Prognostic Value of Prostaglandin-endoperoxide Synthase 2 Polymorphisms in Prostate Cancer Recurrence after Radical Prostatectomy

Abstract

Backgroud: Increasing evidence suggests the involvement of chronic inflammation in the progression of prostate cancer, and prostaglandin-endoperoxide synthase 2 (PTGS2), also known as cyclooxygenase-2, catalyzes the rate-limiting steps of the pathway. We hypothesized that genetic variants of PTGS2 can influence the outcome of prostate cancer patients.

Methods: We genotyped five haplotype-tagging single-nucleotide polymorphisms (SNPs) to detect common genetic variations across the PTGS2 region in 458 prostate cancer patients treated with radical prostatectomy.
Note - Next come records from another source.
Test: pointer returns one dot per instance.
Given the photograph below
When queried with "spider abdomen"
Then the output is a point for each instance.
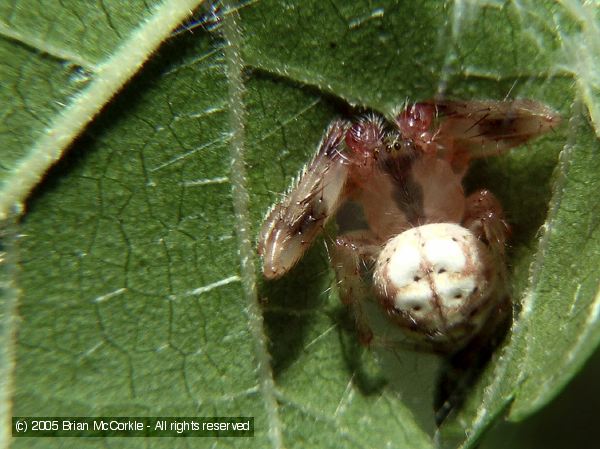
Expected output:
(436, 280)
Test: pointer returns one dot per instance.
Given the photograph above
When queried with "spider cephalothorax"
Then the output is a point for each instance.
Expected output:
(436, 255)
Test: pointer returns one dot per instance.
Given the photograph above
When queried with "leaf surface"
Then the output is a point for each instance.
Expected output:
(138, 287)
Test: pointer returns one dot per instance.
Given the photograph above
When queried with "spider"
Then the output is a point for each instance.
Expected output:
(432, 256)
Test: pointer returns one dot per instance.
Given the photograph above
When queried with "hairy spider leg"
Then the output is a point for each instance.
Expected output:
(291, 226)
(353, 256)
Results: One SNP, rs4648302, was associated with disease recurrence. Five-year recurrence-free survival rate increased according to the number of variant alleles inherited (55.6%, 70.7%, and 100.0% for patients with different genotypes; P = 0.037), and the effect was maintained in multivariable analysis. Public dataset analyses also suggested that PTGS2 expression was correlated with prostate cancer prognosis.
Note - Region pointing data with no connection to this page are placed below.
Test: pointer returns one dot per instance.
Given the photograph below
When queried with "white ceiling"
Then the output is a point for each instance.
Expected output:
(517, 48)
Conclusion: Our results indicated that PTGS2 could be a potential prognostic marker to improve the prediction of disease recurrence in prostate cancer patients.
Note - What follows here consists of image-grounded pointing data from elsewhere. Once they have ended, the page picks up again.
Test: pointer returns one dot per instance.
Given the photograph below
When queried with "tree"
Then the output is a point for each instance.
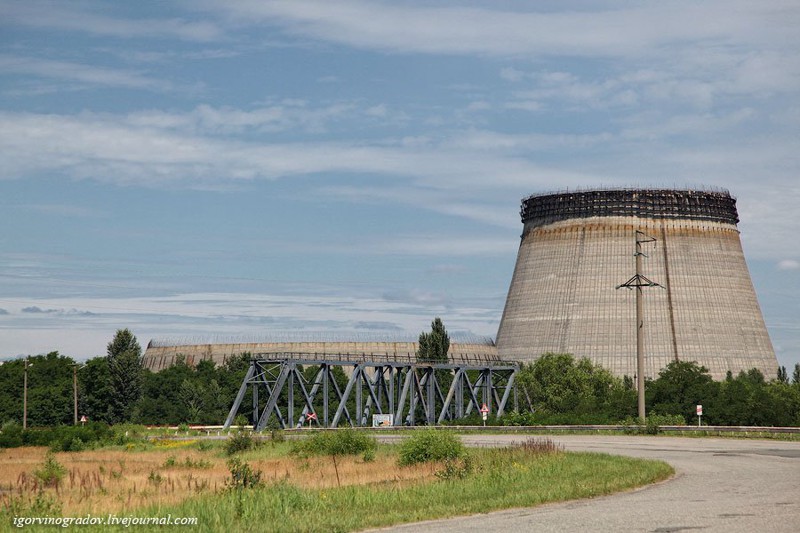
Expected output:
(96, 394)
(125, 372)
(433, 346)
(562, 388)
(680, 386)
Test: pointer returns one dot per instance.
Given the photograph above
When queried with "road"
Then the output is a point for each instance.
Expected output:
(725, 485)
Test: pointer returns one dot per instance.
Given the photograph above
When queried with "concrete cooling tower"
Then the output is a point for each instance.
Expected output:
(578, 247)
Keywords: PTGS2; biochemical recurrence; inflammation.; prostate cancer; radical prostatectomy; single-nucleotide polymorphism.

Figure 1

Kaplan-Meier analysis of BCR-free survival based on PTGS2 rs4648302 genotypes. Numbers in parentheses indicate the number of patients.

Figure 2

Kaplan-Meier analysis of progression-free survival based on PTGS2 expression. Expression of PTGS2 mRNA is compared with progression-free survival in datasets from (A) Nakagawa et al., (B) Sboner et al., and (C) in combined analysis. Patients were divided into high and low groups according to the median mRNA expression values of PTGS2. Numbers in parentheses indicate the number of patients.